Кира потянулась за бутылкой, что лежала в сумке, а затем, закинув в рот две таблетки, запила их водой. Она не глядела на Коулмана, хотя кожей чувствовала на себе его пристальный взгляд, отчего ей стало не по себе. Она продолжала жадно пить воду, пока та не кончилась. Девушка почувствовала, как последняя капля попала на уголок рта, а оттуда вниз к шее. Быстрым движением она вытерла её, отчетливо слыша, как мужчина, что всё это время стоял над ней, тяжело сглотнул. Кира посмотрела ему прямо в глаза и замерла. В глазах Коулмана было вожделение. Она не могла спутать этот взгляд ни с чем другим. Дэвид Коулман, её учитель математического анализа, хотел её. По коже девушки прошлась стая мурашек. Внезапно она осознала, что они здесь совсем одни, школа почти пуста, он может делать с ней все, что хочет, особенно, если закроет кабинет. Ей стало одновременно сладко и жутко от этой мысли, потому что сейчас Дэвид Коулман её откровенно пугал этим гнетущим молчанием и голодным взглядом. Но этот взгляд продлился лишь несколько секунд, а затем мужчина погасил его. Он сел на стул парты напротив, скрестив руки в локтях и положив на них свой подбородок.

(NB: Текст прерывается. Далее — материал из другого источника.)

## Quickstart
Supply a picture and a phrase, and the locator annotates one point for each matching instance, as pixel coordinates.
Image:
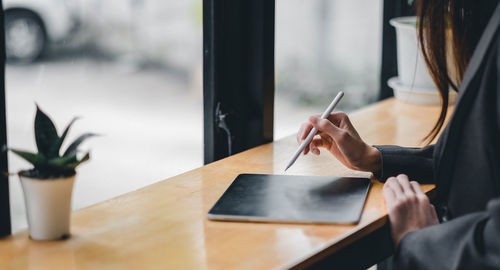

— И что это было, Кира? — участливо спросил он, вглядываясь в её лицо, будто видя насквозь.
— По-моему, все предельно ясно, — буркнула она в ответ. — Я выпила вчера вечером и пришла в школу с похмелья.
— Это я уже понял. Но почему?
Кира не ответила, лишь отвела взгляд. К горлу подступал горький ком.
— Хорошо, давай от обратного, — продолжил он. — И как часто ты напиваешься так с друзьями?
— Не ваше дело, — огрызнулась Кира, вцепившись ногтями одной руки в другую.
— Значит, часто, — сделал вывод мужчина, помолчав, а затем продолжил. — Скажи мне, Кира. Зачем такой красивой и не глупой девушке как ты напиваться и делать из себя посмешище перед всем классом?
— Что? — Кира обалдело посмотрела на него. Он серьёзно считает её красивой?
— Тебе может показаться, что они поддержали тебя сегодня в твоем маленьком бунте против системы. Но на самом деле ты выставила себя далеко не в лучшем свете, обеспечив им шоу вместо скучного урока. Будешь и дальше так продолжать, к тебе и будут относится, как к клоуну. Ты выше этого.
Кира опустила глаза, понимая, что где-то он прав. Её одноклассники были настоящим ссыклом, только чесать языками мастера. Она, конечно, хотела заработать репутацию бунтарки, но ей не нужно было лишнее внимание, потому что узнают предки и поминай как звали. Она до сих пор помнила, как на неё орала мать, когда увидела её неуклюжий, пьяный стриптиз, заснятый на камеру одноклассницей. Видео разошлось по школе со скоростью звука. Даже Джимми Левинштейну** так не прилетело, как ей. Хорошо, что у современного общества была короткая память на такие дела, и про её видео забыли быстро, в отличие от матери, которая при каждой ссоре обзывала её «шлюхой». Только когда отца не было рядом, потому что она понимала: тот может не сдержаться, да и ей прилетит до компании.